As some of you know, I have prototyped a high efficiency vehicle for production and for entry into the Automotive X Prize contest. It gets 700 mpg in its plug-in form. If you read through this thread, you can see the logic (illogic?) used to arrive at that number.
With a plug-in vehicle, two sources of energy are used: electricity (typically from the grid), and gasoline. When the Aptera people picked a figure for their vehicle, they arbitrarily used a 120 mile drive. When I came up with my equally ludicrous figure, I arbitrarily picked an average daily commuting distance. Following their lead, I completely ignored the dollar and environmental cost of electricity -- which (in both respects) is in the same ballpark as gasoline if, as in a hybrid, the gasoline is used relatively efficiently (i.e relative to awful).
I'd favor a standard for electric and plug-in vehicles that accurately states the watt hours used per mile, and the range on battery power alone. Equivalent mpg is far too prone to claims that border on fraudulent.

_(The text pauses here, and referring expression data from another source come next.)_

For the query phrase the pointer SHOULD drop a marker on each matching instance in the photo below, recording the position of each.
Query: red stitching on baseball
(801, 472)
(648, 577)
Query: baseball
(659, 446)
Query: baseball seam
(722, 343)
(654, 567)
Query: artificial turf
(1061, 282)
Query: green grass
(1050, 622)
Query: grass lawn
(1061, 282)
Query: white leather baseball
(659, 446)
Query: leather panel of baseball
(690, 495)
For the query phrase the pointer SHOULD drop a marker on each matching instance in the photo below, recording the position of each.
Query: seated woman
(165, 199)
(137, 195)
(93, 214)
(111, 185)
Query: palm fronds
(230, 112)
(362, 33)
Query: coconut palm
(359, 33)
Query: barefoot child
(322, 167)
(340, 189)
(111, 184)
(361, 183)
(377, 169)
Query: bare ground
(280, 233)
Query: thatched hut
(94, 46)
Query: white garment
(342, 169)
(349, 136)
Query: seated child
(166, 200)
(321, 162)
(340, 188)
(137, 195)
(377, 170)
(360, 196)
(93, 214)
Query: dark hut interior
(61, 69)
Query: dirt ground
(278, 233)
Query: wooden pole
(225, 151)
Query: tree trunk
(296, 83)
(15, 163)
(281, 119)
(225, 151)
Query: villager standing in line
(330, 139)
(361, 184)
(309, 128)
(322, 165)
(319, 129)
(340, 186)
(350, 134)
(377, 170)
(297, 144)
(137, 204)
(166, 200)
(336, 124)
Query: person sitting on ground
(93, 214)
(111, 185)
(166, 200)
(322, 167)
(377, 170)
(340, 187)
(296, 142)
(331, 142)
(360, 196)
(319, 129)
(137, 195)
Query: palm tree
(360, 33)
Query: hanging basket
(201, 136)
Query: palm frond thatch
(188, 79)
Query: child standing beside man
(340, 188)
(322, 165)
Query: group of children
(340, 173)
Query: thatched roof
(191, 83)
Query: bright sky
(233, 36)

For example, here's an article about a 300 mpg Prius. Does it make sense that a Prius could get the same mileage as an Aptera, given that the Aptera is less than half the weight, lower in frontal area, has a drag coefficient less than half that of the Prius, and has a much more highly loaded, smaller engine? You can see how deceptive these claims can be: For every claim a competitor makes, I could simply shorten my "typical commuting distance": if it gets below 30 miles then I get infinite mpg -- beat that!
One would hope that a standard for mileage claims would be not have to be legislated -- but it has already been done for ordinary cars, and needs to be done for electric cars and plug-in hybrids. In these days, when the energy you use has security, environmental, and economic impacts, you deserve straight answers. Write your congressman.
PS: There is already a calculation used by the EPA for CAFE purposes that some electric car companies have picked up on. If you read through this piece of the Federal Register you can see how convoluted things can get. Their basic calculation for well-to-wheels gasoline equivalent in the center of page 36987 is about as expected. But then they go on to add a scarcity factor of 6.67, because they want to promote alternative fuels. If you go to the end of the document, you'll see that "equivalent" mileage figures can therefore get very high. My Pod One (realistically a 120 mpg vehicle) would get 745 mpg.